Everything seemed right to me and the googalizer was coming up empty so I was at a bit of a loss. Finally, Matt Oswalt’s article, while not addressing the error specifically, did mention looking at the source controller’s CLI for errors written to the console. That was the key. Here’s what I found:
ControllerZ> Mon May 13 14:27:25 CDT [ControllerZ: replication.src.err:error]: SnapMirror: source transfer from vol_server2008 to ControllerA:vol_server2008 : cannot create incremental snapshot: No space left on device.
Of course, SnapMirror takes a snapshot before each transfer but apparently, there’s not enough space for that snapshot. Looking at the vol options for the offending volume on the source, I see that fractional reserve is set to 100%. The volume is 30GB and the LUN is 15GB. There’s no snapshot reserve allocated, so I see where the problem is. With fractional reserve set to 100% and the above volume and LUN sizes, there is no space in the volume for anything else but the original LUN and the fractional reserve space, hence the “no space left on device” notice.
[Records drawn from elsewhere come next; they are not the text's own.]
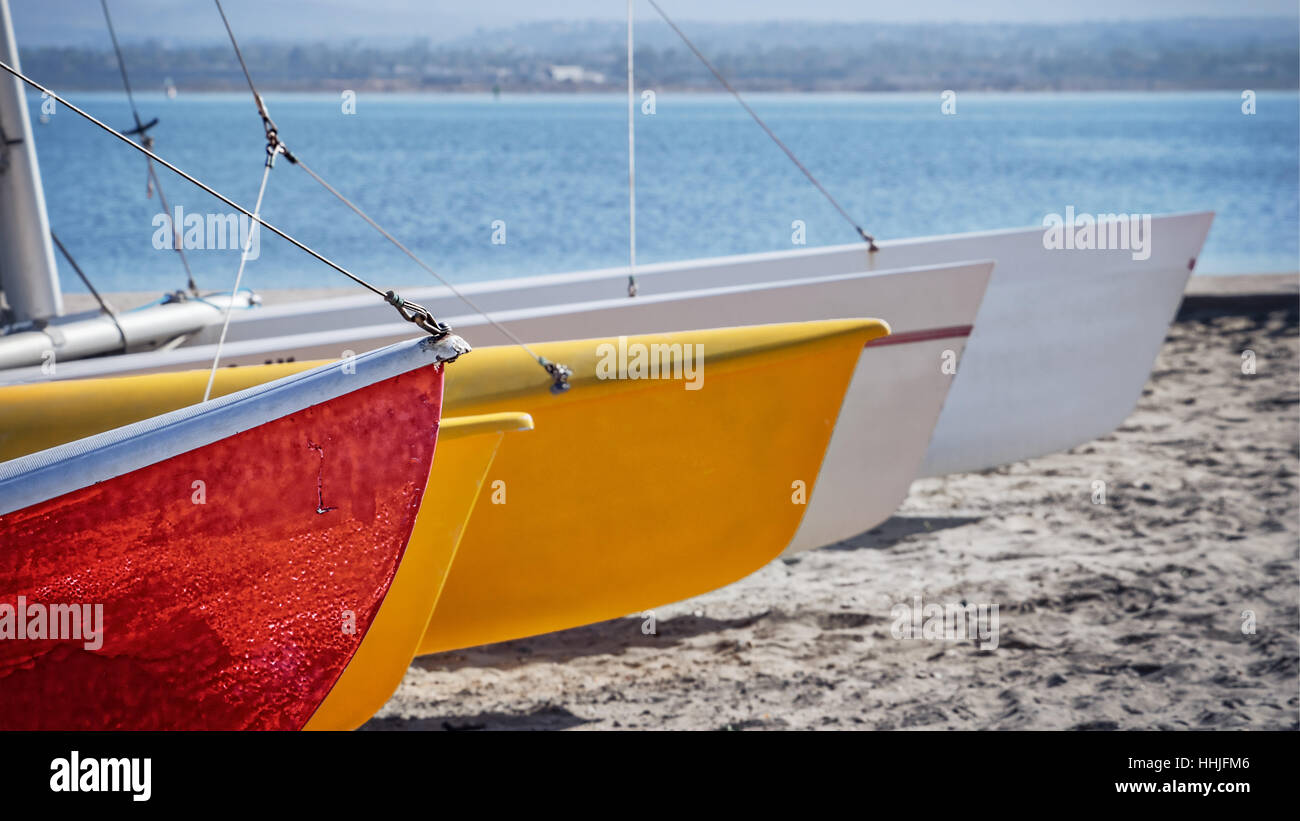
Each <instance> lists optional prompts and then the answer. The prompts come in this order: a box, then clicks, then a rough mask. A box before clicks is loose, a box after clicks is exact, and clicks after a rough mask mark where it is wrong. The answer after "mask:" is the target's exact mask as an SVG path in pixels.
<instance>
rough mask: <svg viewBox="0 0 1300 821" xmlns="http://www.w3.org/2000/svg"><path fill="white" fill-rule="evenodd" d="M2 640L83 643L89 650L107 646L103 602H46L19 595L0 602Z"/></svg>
mask: <svg viewBox="0 0 1300 821" xmlns="http://www.w3.org/2000/svg"><path fill="white" fill-rule="evenodd" d="M0 640H19V642H23V640H34V642H35V640H60V642H82V647H85V648H86V650H92V651H94V650H99V648H100V647H103V646H104V605H103V604H43V603H40V601H27V596H18V600H17V604H10V603H8V601H0Z"/></svg>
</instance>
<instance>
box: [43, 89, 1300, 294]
mask: <svg viewBox="0 0 1300 821" xmlns="http://www.w3.org/2000/svg"><path fill="white" fill-rule="evenodd" d="M69 96H70V99H72V101H74V103H77V104H79V105H83V107H85V108H86V109H87V110H90V112H91V113H92V114H95V116H96V117H100V118H103V120H105V121H107V122H109V123H112V125H114V126H117V127H120V129H125V127H129V126H130V122H131V116H130V109H129V108H127V105H126V101H125V97H123V96H122V95H112V94H86V92H82V94H70V95H69ZM749 100H750V103H751V104H753V107H754V108H755V109H757V110H758V112H759V113H761V114H762V116H763V117H764V118H766V120H767V122H768V123H770V125H771V127H772V129H774V131H776V134H777V135H779V136H781V139H784V140H785V142H787V143H788V144H789V145H790V147H792V148H793V149H794V152H796V153H797V155H798V156H800V157H801V158H802V160H803V162H805V164H806V165H807V166H809V168H810V169H811V170H813V171H814V174H816V175H818V177H819V178H820V179H822V182H823V183H824V184H826V186H827V188H828V190H829V191H831V192H832V194H835V196H836V197H837V199H839V200H840V201H841V203H842V204H844V207H845V208H846V209H848V210H849V213H852V214H853V216H854V218H855V220H858V221H859V222H861V223H862V225H863V226H865V227H866V229H867V230H868V231H871V233H874V234H875V235H876V236H878V238H880V239H893V238H905V236H917V235H926V234H949V233H957V231H970V230H983V229H1004V227H1018V226H1027V225H1041V222H1043V218H1044V216H1045V214H1049V213H1065V209H1066V208H1067V207H1071V205H1073V207H1074V209H1075V212H1079V213H1119V212H1125V213H1165V212H1183V210H1200V209H1213V210H1214V212H1217V214H1218V216H1217V218H1216V221H1214V227H1213V230H1212V233H1210V236H1209V242H1208V244H1206V247H1205V251H1204V253H1203V256H1201V259H1200V264H1199V268H1197V270H1199V272H1201V273H1218V274H1225V273H1264V272H1295V270H1300V259H1297V257H1300V247H1297V244H1300V235H1297V226H1300V207H1297V183H1300V148H1297V144H1300V140H1297V135H1300V97H1297V95H1295V94H1290V92H1275V94H1269V92H1261V94H1260V95H1258V97H1257V100H1256V113H1255V114H1253V116H1247V114H1243V112H1242V100H1240V96H1239V95H1236V94H1231V92H1205V94H1058V95H1045V94H1027V95H1005V94H987V95H984V94H958V97H957V112H956V114H944V113H941V110H940V99H939V96H937V95H751V96H750V97H749ZM138 101H139V105H140V109H142V113H143V116H144V117H146V120H148V118H152V117H157V118H160V125H159V126H157V127H156V129H155V130H153V135H155V138H156V151H157V152H159V153H160V155H161V156H162V157H166V158H168V160H170V161H173V162H175V164H177V165H178V166H181V168H182V169H185V170H187V171H190V173H191V174H194V175H196V177H198V178H200V179H203V181H205V182H207V183H208V184H211V186H213V187H216V188H217V190H220V191H222V192H225V194H226V195H227V196H230V197H231V199H234V200H235V201H238V203H240V204H243V205H246V207H251V205H252V201H253V199H255V196H256V191H257V182H259V178H260V174H261V168H263V160H264V156H265V155H264V139H263V130H261V122H260V120H259V118H257V114H256V109H255V108H253V104H252V101H251V99H250V97H248V95H235V94H229V95H225V94H221V95H181V96H178V97H175V99H168V97H166V96H164V95H139V96H138ZM266 101H268V105H269V109H270V112H272V116H273V117H274V118H276V121H277V122H278V125H279V129H281V135H282V138H283V140H285V143H286V144H287V145H289V147H290V148H291V149H292V151H294V152H296V153H298V155H300V156H302V157H303V158H304V160H305V161H307V162H308V164H311V166H312V168H313V169H315V170H316V171H317V173H320V174H321V175H324V177H325V178H326V179H329V181H330V182H331V183H333V184H334V186H335V187H338V188H339V190H341V191H343V192H344V194H347V195H348V196H351V197H354V199H355V200H356V201H357V203H359V204H360V205H361V208H364V209H365V210H368V212H369V213H370V214H372V216H373V217H374V218H376V220H377V221H378V222H381V223H382V225H385V226H386V227H389V230H391V231H393V233H394V234H395V235H396V236H398V238H400V239H403V240H404V242H406V243H407V244H408V246H411V248H412V249H413V251H415V252H416V253H419V255H420V256H421V257H422V259H425V260H426V261H428V262H429V264H430V265H433V266H434V268H435V269H438V270H439V273H442V274H443V275H445V277H447V278H448V279H450V281H452V282H461V283H463V282H473V281H481V279H497V278H510V277H523V275H529V274H541V273H554V272H567V270H581V269H589V268H606V266H619V265H625V264H627V259H628V213H627V208H628V203H627V187H628V169H627V101H625V97H623V96H619V95H608V96H606V95H591V96H508V95H507V96H502V97H499V99H493V97H491V96H487V95H484V96H468V95H465V96H460V95H455V96H416V95H411V96H402V95H378V94H374V95H370V94H364V92H363V94H360V95H359V96H357V99H356V105H355V113H352V114H347V113H343V104H342V100H341V97H339V96H338V95H326V94H321V95H289V94H268V95H266ZM30 104H31V112H32V121H34V126H32V127H34V129H35V134H36V145H38V153H39V157H40V164H42V173H43V177H44V186H45V195H47V201H48V209H49V218H51V223H52V227H53V229H55V231H56V233H59V234H60V236H61V239H62V240H64V243H65V244H66V246H68V247H69V249H70V251H72V253H73V255H74V256H75V257H77V259H78V261H79V262H81V265H82V268H83V269H85V270H86V273H87V274H88V275H90V277H91V279H92V282H95V284H96V287H99V288H101V290H107V291H142V290H144V291H148V290H159V288H175V287H179V286H182V284H183V274H182V269H181V265H179V261H178V260H177V256H175V253H173V252H170V251H165V249H164V251H160V249H156V248H155V247H153V242H152V240H153V236H155V233H156V230H157V229H156V227H155V225H156V223H155V216H156V214H159V213H160V212H161V205H160V204H159V200H157V196H156V195H155V196H152V197H148V196H147V191H148V190H147V184H146V183H147V175H146V165H144V158H143V156H140V155H139V153H136V152H134V151H133V149H130V148H129V147H126V145H123V144H121V143H118V142H117V140H113V139H112V138H109V136H108V135H105V134H104V133H101V131H99V130H98V129H95V127H94V126H91V125H88V123H86V122H85V121H82V120H81V118H78V117H77V116H75V114H74V113H73V112H70V110H66V109H61V108H60V109H56V110H55V112H53V114H51V116H47V117H44V120H45V122H40V118H42V112H40V108H42V103H40V100H39V97H35V96H32V97H30ZM638 110H640V108H638ZM160 173H161V174H162V184H164V191H165V194H166V195H168V197H169V200H170V203H172V205H173V208H174V207H175V205H177V204H179V205H182V207H183V208H185V210H186V213H203V214H207V213H229V210H230V209H229V208H227V207H225V205H222V204H221V203H218V201H217V200H214V199H212V197H211V196H208V195H205V194H203V192H201V191H199V190H196V188H194V187H192V186H190V184H188V183H186V182H185V181H182V179H179V178H173V177H172V175H170V173H168V171H165V170H162V171H160ZM263 216H264V217H265V218H266V220H268V221H270V222H273V223H274V225H277V226H279V227H282V229H285V230H286V231H287V233H290V234H292V235H294V236H296V238H299V239H300V240H303V242H305V243H308V244H311V246H312V247H315V248H317V249H318V251H320V252H322V253H324V255H326V256H330V257H334V259H335V260H338V261H339V262H341V264H343V265H344V266H347V268H350V269H352V270H355V272H356V273H357V274H360V275H363V277H365V278H368V279H372V281H374V282H376V283H378V284H382V286H398V284H413V283H426V282H429V281H430V279H429V277H428V274H426V273H424V272H422V270H420V269H419V268H416V266H415V265H413V264H412V262H411V261H409V260H407V259H406V257H404V256H403V255H402V253H400V252H398V251H396V249H395V248H393V247H391V246H389V244H387V243H386V242H385V240H383V239H382V238H381V236H378V235H377V234H374V233H373V230H372V229H370V227H369V226H367V225H365V223H364V222H361V221H360V220H359V218H356V217H355V216H354V214H352V213H351V212H348V210H347V209H346V208H343V207H342V205H341V204H338V203H337V201H335V200H334V199H333V197H330V196H329V195H328V194H326V192H325V191H324V190H322V188H320V187H318V186H317V183H315V182H313V181H312V179H311V178H309V177H308V175H307V174H305V173H304V171H303V170H302V169H299V168H294V166H292V165H290V164H289V162H285V161H283V160H281V161H279V162H277V166H276V169H274V170H273V173H272V178H270V183H269V186H268V192H266V200H265V205H264V209H263ZM796 220H800V221H803V223H805V226H806V242H807V244H809V246H823V244H837V243H848V242H855V240H857V235H855V234H854V233H853V230H852V229H850V227H849V225H846V223H845V222H844V221H842V220H841V217H840V216H839V214H837V213H836V212H835V210H833V209H832V207H831V205H829V204H827V203H826V200H823V199H822V196H820V195H819V194H818V192H816V190H815V188H813V186H810V184H809V183H807V181H806V179H805V178H803V177H802V175H801V174H800V171H798V170H797V169H796V168H794V166H793V165H792V164H790V162H789V161H788V158H787V157H785V156H784V155H783V153H781V152H780V149H779V148H777V147H776V145H774V144H772V143H771V142H770V140H768V139H767V136H766V135H764V134H763V133H762V131H759V129H758V127H757V126H755V125H754V123H753V121H750V120H749V117H748V116H746V114H745V112H744V110H742V109H741V108H740V107H738V105H737V104H736V103H735V100H732V99H731V97H728V96H702V95H676V94H671V92H664V94H660V95H659V96H658V99H656V101H655V112H654V113H653V114H642V113H638V114H637V259H638V262H656V261H668V260H681V259H689V257H699V256H715V255H725V253H744V252H758V251H776V249H784V248H790V247H792V222H793V221H796ZM497 221H502V222H503V223H504V231H500V230H499V229H500V225H499V223H498V230H495V231H494V227H493V226H494V222H497ZM494 235H495V236H494ZM494 238H495V239H497V240H498V243H494V242H493V240H494ZM502 239H503V240H504V242H503V243H500V242H499V240H502ZM190 259H191V264H192V265H194V268H195V274H196V279H198V282H199V284H200V286H201V287H204V288H211V290H229V288H230V286H231V283H233V281H234V275H235V268H237V264H238V251H220V249H207V251H192V252H191V253H190ZM61 279H62V284H64V288H65V290H69V291H78V290H82V286H81V283H79V282H78V281H77V279H75V277H74V275H73V273H72V270H70V269H68V268H66V265H61ZM244 284H248V286H251V287H253V288H285V287H346V286H348V283H347V281H346V279H343V278H342V277H341V275H339V274H338V273H335V272H333V270H330V269H328V268H325V266H324V265H321V264H320V262H316V261H315V260H312V259H309V257H307V256H305V255H304V253H302V252H300V251H298V249H295V248H292V247H291V246H289V244H287V243H285V242H283V240H279V239H278V238H274V236H270V235H269V234H266V235H264V238H263V242H261V247H260V255H259V257H257V259H256V260H253V261H252V262H250V265H248V269H247V273H246V277H244Z"/></svg>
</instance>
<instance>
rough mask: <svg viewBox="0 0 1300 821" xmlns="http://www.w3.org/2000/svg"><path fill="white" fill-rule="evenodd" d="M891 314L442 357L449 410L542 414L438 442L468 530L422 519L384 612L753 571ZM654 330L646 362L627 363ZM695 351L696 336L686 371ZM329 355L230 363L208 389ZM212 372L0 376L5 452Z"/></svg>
mask: <svg viewBox="0 0 1300 821" xmlns="http://www.w3.org/2000/svg"><path fill="white" fill-rule="evenodd" d="M885 334H888V326H887V325H885V323H883V322H880V321H876V320H842V321H822V322H801V323H789V325H767V326H753V327H733V329H720V330H705V331H684V333H673V334H658V335H638V336H629V338H620V339H591V340H580V342H558V343H541V344H536V346H533V349H534V351H536V352H537V353H539V355H541V356H543V357H546V359H549V360H551V361H555V362H562V364H564V365H567V366H568V368H571V369H572V370H573V375H572V378H571V385H572V388H571V390H569V391H567V392H564V394H560V395H555V394H552V392H551V391H550V387H551V381H550V378H549V377H547V375H546V374H545V373H543V372H542V370H541V369H539V368H538V366H537V362H536V361H534V360H533V359H532V357H530V356H528V355H525V353H524V352H523V351H521V349H520V348H516V347H500V348H477V349H476V351H474V352H473V355H472V356H467V357H463V359H461V360H460V361H459V362H456V366H455V368H451V369H448V373H447V379H446V388H445V390H446V395H445V398H443V416H445V417H447V420H448V422H450V420H451V418H452V417H463V416H474V417H482V416H484V414H497V413H503V412H525V413H528V414H530V416H532V418H533V420H536V423H537V430H536V431H533V433H530V434H529V435H528V436H511V438H508V439H506V440H503V442H497V446H495V448H494V453H493V457H486V456H485V455H484V452H482V448H486V447H487V446H486V443H485V442H478V443H477V444H473V446H471V444H468V443H469V442H472V439H468V438H467V439H465V442H467V444H465V446H464V448H452V449H450V451H448V449H446V448H445V447H443V446H442V444H439V451H438V456H437V461H435V468H443V470H435V474H437V475H438V481H439V488H438V492H430V494H429V495H426V500H428V503H429V504H433V505H438V507H443V509H446V508H448V507H452V505H463V507H464V509H465V511H467V512H468V511H471V508H472V512H469V513H468V516H469V518H468V524H465V520H464V517H459V514H458V516H452V517H450V520H439V524H438V525H437V526H438V527H446V526H448V525H447V521H451V520H455V521H460V522H461V527H460V529H461V530H463V533H459V548H458V547H455V538H454V537H452V535H451V534H448V533H441V534H438V535H433V534H432V533H429V531H426V530H420V533H424V534H425V535H422V537H421V544H424V543H429V542H438V543H439V544H441V546H442V547H441V548H439V549H441V553H438V556H424V557H422V559H417V560H415V561H411V564H409V569H416V568H424V569H422V570H416V573H428V574H429V575H430V577H432V578H433V582H435V583H434V585H433V587H432V588H430V587H429V583H430V579H429V578H425V581H424V587H422V590H425V592H424V594H420V595H424V600H419V601H417V600H416V599H419V595H412V596H404V595H398V596H396V598H394V592H396V594H402V591H403V590H406V587H400V588H399V587H398V585H396V583H394V592H390V599H393V603H394V607H393V612H394V613H399V614H400V616H393V618H395V620H398V621H400V624H402V630H404V633H403V635H406V634H407V633H409V630H411V625H412V624H416V622H419V621H420V620H421V618H424V622H425V624H426V627H425V629H424V630H422V633H424V635H422V638H421V639H420V640H419V648H417V650H419V652H421V653H429V652H438V651H445V650H454V648H459V647H469V646H474V644H485V643H490V642H498V640H504V639H511V638H520V637H525V635H536V634H539V633H549V631H552V630H560V629H565V627H573V626H578V625H584V624H591V622H595V621H601V620H606V618H612V617H617V616H624V614H627V613H632V612H640V611H643V609H647V608H651V607H658V605H662V604H667V603H671V601H676V600H681V599H686V598H690V596H694V595H699V594H703V592H707V591H710V590H715V588H718V587H722V586H724V585H728V583H731V582H733V581H736V579H738V578H742V577H745V575H748V574H749V573H753V572H754V570H757V569H758V568H761V566H763V565H764V564H767V562H768V561H771V560H772V559H775V557H776V556H779V555H780V552H781V551H783V549H784V548H785V547H787V546H788V544H789V542H790V538H792V537H793V534H794V531H796V529H797V526H798V524H800V521H801V518H802V514H803V511H805V508H806V505H805V504H803V503H805V501H806V500H807V499H809V498H810V496H811V494H813V491H814V486H815V482H816V477H818V472H819V469H820V465H822V460H823V456H824V455H826V449H827V444H828V442H829V438H831V433H832V430H833V427H835V422H836V420H837V417H839V413H840V405H841V401H842V399H844V394H845V390H846V387H848V383H849V379H850V378H852V375H853V370H854V366H855V364H857V361H858V356H859V353H861V352H862V348H863V346H865V344H866V343H867V342H870V340H871V339H875V338H878V336H883V335H885ZM636 346H642V348H637V347H636ZM654 346H659V347H658V348H655V349H656V351H660V352H662V357H660V361H659V365H658V368H659V370H658V372H656V373H653V374H649V375H650V377H653V378H633V377H640V375H645V374H641V373H638V372H637V370H636V368H634V366H629V368H623V366H620V365H621V364H625V362H623V361H621V360H620V357H623V360H627V359H628V356H627V352H628V351H643V349H649V348H651V347H654ZM686 352H690V353H692V355H694V353H697V352H698V353H702V359H699V360H698V361H694V362H693V364H694V368H695V370H694V372H692V370H690V369H688V368H684V365H685V362H684V361H681V360H682V357H684V356H685V355H686ZM611 357H612V359H611ZM633 357H634V353H633ZM614 360H619V361H614ZM320 364H322V362H291V364H286V365H264V366H244V368H230V369H222V370H221V372H220V373H218V374H217V383H216V387H214V394H216V395H221V394H226V392H233V391H237V390H242V388H244V387H248V386H252V385H257V383H261V382H265V381H269V379H274V378H278V377H282V375H287V374H289V373H294V372H298V370H303V369H307V368H312V366H316V365H320ZM664 374H667V375H668V378H658V377H663V375H664ZM688 377H690V378H689V379H688ZM205 381H207V373H205V372H186V373H172V374H147V375H139V377H118V378H112V379H88V381H81V382H51V383H43V385H29V386H17V387H5V388H0V460H3V459H13V457H16V456H19V455H22V453H27V452H32V451H36V449H42V448H44V447H51V446H53V444H60V443H62V442H68V440H72V439H77V438H82V436H87V435H91V434H95V433H99V431H101V430H107V429H109V427H116V426H120V425H125V423H129V422H133V421H138V420H140V418H147V417H149V416H156V414H160V413H165V412H168V411H173V409H175V408H179V407H185V405H187V404H192V403H195V401H198V400H199V399H200V398H201V391H203V387H204V385H205ZM858 423H871V420H861V421H858ZM498 439H499V436H498ZM447 444H448V446H451V444H454V442H451V440H448V442H447ZM448 453H450V455H448ZM458 453H460V455H459V456H458ZM487 465H490V469H489V468H487ZM430 490H432V488H430ZM458 509H459V508H458ZM452 556H454V560H452ZM413 557H415V555H412V559H413ZM448 566H450V570H448V569H447V568H448ZM406 569H407V568H404V569H403V572H404V570H406ZM443 579H445V581H443ZM439 587H441V591H439ZM412 590H415V586H412ZM434 603H435V604H437V605H435V607H434ZM385 607H387V603H386V604H385ZM429 612H432V617H430V616H429ZM421 613H422V616H421ZM402 640H403V642H404V640H406V639H402ZM403 652H407V651H404V650H402V648H395V647H387V648H377V650H374V651H373V653H374V655H373V656H370V655H369V653H368V655H367V659H373V660H372V661H368V663H367V664H364V665H357V664H354V665H352V666H354V668H355V669H356V670H357V672H356V673H354V677H363V673H361V672H360V670H363V669H365V668H367V666H370V668H373V669H376V670H378V669H380V668H382V669H383V670H385V672H383V673H374V674H370V676H369V677H367V678H364V681H365V682H369V683H368V685H363V686H361V691H363V692H364V694H367V695H361V696H357V695H354V696H348V698H342V696H341V698H338V699H335V700H334V701H335V703H337V704H343V705H344V707H341V708H338V709H337V712H335V707H334V704H330V703H326V704H325V705H322V708H321V709H320V711H318V712H317V716H316V717H313V720H312V726H348V725H351V724H356V722H359V721H357V716H359V714H360V712H357V711H364V709H367V708H365V707H357V708H356V711H350V709H348V708H347V707H346V704H348V703H355V704H357V705H361V704H368V703H369V701H370V700H373V698H374V696H373V694H374V692H380V691H382V690H385V688H387V691H386V692H385V698H386V695H387V694H390V692H391V688H393V687H395V686H396V681H399V679H400V668H404V665H406V664H407V661H408V660H409V655H407V656H406V660H403V661H400V664H398V666H396V668H394V664H395V663H391V660H394V659H399V657H400V656H402V653H403ZM374 660H382V664H381V663H380V661H374ZM394 669H396V673H395V674H394V673H393V670H394ZM394 676H395V678H394ZM342 683H344V679H341V685H342ZM346 691H347V690H346V688H344V690H339V692H346ZM381 703H382V701H381ZM376 707H377V704H376ZM326 708H328V709H326ZM361 720H364V718H361Z"/></svg>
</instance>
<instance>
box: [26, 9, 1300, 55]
mask: <svg viewBox="0 0 1300 821" xmlns="http://www.w3.org/2000/svg"><path fill="white" fill-rule="evenodd" d="M658 1H659V4H660V5H662V6H663V9H664V10H666V12H667V13H668V14H671V16H673V17H675V18H679V19H684V21H711V22H763V21H772V19H800V21H807V22H871V21H879V22H1100V21H1123V19H1152V18H1161V17H1296V14H1297V4H1296V0H1244V1H1231V0H1087V1H1084V3H1079V1H1075V3H1069V1H1066V0H1057V1H1056V3H1043V1H1041V0H1037V1H1028V0H907V1H902V0H798V1H797V3H793V1H792V0H658ZM108 3H109V9H110V12H112V13H113V22H114V25H116V27H117V31H118V36H121V38H122V39H125V40H142V39H151V38H152V39H157V40H161V42H168V43H175V44H188V43H201V42H217V40H220V38H221V35H222V29H221V19H220V17H218V16H217V12H216V8H214V6H213V4H212V3H211V0H108ZM222 3H224V4H225V8H226V13H227V14H229V16H230V18H231V23H233V25H235V26H237V30H242V31H251V30H256V31H257V32H259V34H257V36H259V38H264V39H276V40H335V39H352V38H363V39H394V40H402V42H409V40H411V39H412V38H429V39H430V40H432V42H435V43H437V42H441V40H447V39H452V38H456V36H461V35H465V34H469V32H472V31H474V30H476V29H481V27H482V29H495V27H504V26H512V25H516V23H523V22H536V21H552V19H562V21H575V22H576V21H584V19H606V21H608V19H625V16H627V3H625V0H474V1H472V3H469V1H467V0H222ZM9 4H10V9H12V12H13V18H14V29H16V32H17V35H18V39H19V42H21V43H23V44H27V45H104V36H105V35H104V19H103V12H101V10H100V4H99V0H9ZM634 5H636V9H637V18H638V19H651V18H654V19H658V17H656V16H655V12H654V9H651V8H650V4H649V3H647V1H646V0H634Z"/></svg>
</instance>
ControllerZ> vol options vol_server2008 nosnap=on, nosnapdir=off, minra=off, no_atime_update=off, nvfail=off, ignore_inconsistent=off, snapmirrored=off, create_ucode=on, convert_ucode=on, maxdirsize=20971, schedsnapname=ordinal, fs_size_fixed=off, compression=off, guarantee=none, svo_enable=off, svo_checksum=off, svo_allow_rman=off, svo_reject_errors=off, no_i2p=on, fractional_reserve=100, extent=off, try_first=volume_grow, read_realloc=off, snapshot_clone_dependency=off, nbu_archival_snap=off
So I resized the volume to 50GB, gave it 20% snapshot reserve and looked at the results.
The resize is a bit more than what was actually needed, but the the idea was to make it big enough so as not to get the same error. There were no snapshots being taken so I had no historical reference to know how to size the snapshot reserve. You can see that the data space used from the volume is about 30GB, which includes the 15GB LUN and the 100% fractional reserve.
Restarting the SnapMirror initialization did not produce an error and using snapmirror status showed bits being transferred. Huzzah!